What Drives Muscle Development in Women
Hormones play a central role in whether you naturally build toward an athletic physique. Testosterone, even at the levels found within the normal female range, is directly linked to muscle mass and athletic performance. In muscle tissue, androgens increase both the number and size of muscle fibers, stimulate satellite cells (which help repair and grow muscle), and enhance the size of motor neurons that control those muscles.
A study of more than 100 female Swedish Olympic athletes found that while their testosterone levels were within the normal range, they had higher levels of androgen precursors (hormones that the body can convert into testosterone) compared to sedentary women of the same age and weight. These athletes also had more lean mass and greater bone density. A separate randomized controlled trial confirmed the relationship directly: when young, physically active women received modest increases in testosterone, their lean body mass increased by about 2% and their aerobic performance improved.
This doesn’t mean you need unusual hormone levels to have an athletic build. It does mean that natural variation in androgen levels among women partly explains why some women build muscle more readily than others, even with similar training.
Bone Density Benefits
One of the less visible but most important advantages of an athletic build is stronger bones. Female elite athletes have 3 to 20% higher bone mineral density than non-athletic women, with the largest gains seen in high-impact sports like gymnastics, volleyball, and running.
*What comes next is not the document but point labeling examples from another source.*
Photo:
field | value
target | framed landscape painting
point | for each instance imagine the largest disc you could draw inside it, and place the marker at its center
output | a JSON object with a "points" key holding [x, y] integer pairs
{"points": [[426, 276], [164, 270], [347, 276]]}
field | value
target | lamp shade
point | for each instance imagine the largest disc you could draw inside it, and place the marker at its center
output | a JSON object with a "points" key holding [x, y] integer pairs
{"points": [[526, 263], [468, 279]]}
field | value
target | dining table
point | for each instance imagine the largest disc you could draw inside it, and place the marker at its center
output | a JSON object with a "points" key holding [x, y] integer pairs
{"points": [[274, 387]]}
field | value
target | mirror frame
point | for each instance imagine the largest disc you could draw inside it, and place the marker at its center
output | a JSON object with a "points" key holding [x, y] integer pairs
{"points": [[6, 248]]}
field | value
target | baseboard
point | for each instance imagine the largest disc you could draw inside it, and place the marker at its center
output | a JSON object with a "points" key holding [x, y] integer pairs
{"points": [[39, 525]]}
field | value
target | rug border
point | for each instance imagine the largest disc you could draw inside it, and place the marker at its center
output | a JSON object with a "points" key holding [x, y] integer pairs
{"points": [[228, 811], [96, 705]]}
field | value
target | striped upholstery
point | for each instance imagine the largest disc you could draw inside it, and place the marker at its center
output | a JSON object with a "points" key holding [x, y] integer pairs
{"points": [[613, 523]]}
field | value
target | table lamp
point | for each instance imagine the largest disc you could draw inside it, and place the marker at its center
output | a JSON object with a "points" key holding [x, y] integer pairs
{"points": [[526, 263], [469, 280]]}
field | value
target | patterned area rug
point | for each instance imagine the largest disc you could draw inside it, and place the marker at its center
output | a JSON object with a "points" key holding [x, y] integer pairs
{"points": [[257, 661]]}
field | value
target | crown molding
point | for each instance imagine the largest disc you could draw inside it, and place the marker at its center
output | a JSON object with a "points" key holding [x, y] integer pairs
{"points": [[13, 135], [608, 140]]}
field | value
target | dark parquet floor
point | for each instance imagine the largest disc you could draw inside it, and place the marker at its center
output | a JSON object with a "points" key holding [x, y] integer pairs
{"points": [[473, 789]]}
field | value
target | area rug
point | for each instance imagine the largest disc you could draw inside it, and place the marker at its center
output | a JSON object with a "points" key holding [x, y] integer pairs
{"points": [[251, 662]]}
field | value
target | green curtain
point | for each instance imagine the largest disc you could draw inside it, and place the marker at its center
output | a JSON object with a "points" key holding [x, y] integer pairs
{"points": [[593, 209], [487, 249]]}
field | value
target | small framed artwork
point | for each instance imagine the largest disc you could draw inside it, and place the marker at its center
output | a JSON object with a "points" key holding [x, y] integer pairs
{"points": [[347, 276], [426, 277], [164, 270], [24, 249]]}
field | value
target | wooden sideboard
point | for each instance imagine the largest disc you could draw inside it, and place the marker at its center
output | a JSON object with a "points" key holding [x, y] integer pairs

Low bone density is two to three times more common in non-athletic premenopausal women than in athletes.
This matters because bone density peaks in your late twenties and gradually declines afterward, especially after menopause. Building a strong skeletal foundation through the kind of activity that creates an athletic physique provides a meaningful buffer against osteoporosis later in life. Androgens contribute here too, stimulating bone formation both directly and through their conversion to estrogen in local tissues.
Protein Needs for Maintaining an Athletic Build
If you have an athletic build and want to maintain it, protein intake is the single most important nutritional factor. Current sports science recommendations for female athletes are 1.4 to 1.6 grams of protein per kilogram of body weight per day. For a 140-pound (64 kg) woman, that works out to roughly 90 to 100 grams of protein daily. During periods of heavy training or calorie restriction, needs increase to as high as 2.2 grams per kilogram.
How you distribute that protein matters almost as much as the total. Spacing protein intake evenly across the day, every three to four hours, supports the strongest muscle-building response. A good target per meal is about 0.31 grams per kilogram of body weight, which for that same 140-pound woman comes to roughly 20 grams per meal. These recommendations hold regardless of menstrual cycle phase, despite some popular claims that protein needs shift throughout the month.
Women who eat primarily plant-based diets or who are in a calorie deficit should aim for the higher end of the range (1.6 to 2.2 grams per kilogram) because plant proteins are generally less efficiently absorbed and a calorie deficit increases the risk of muscle loss.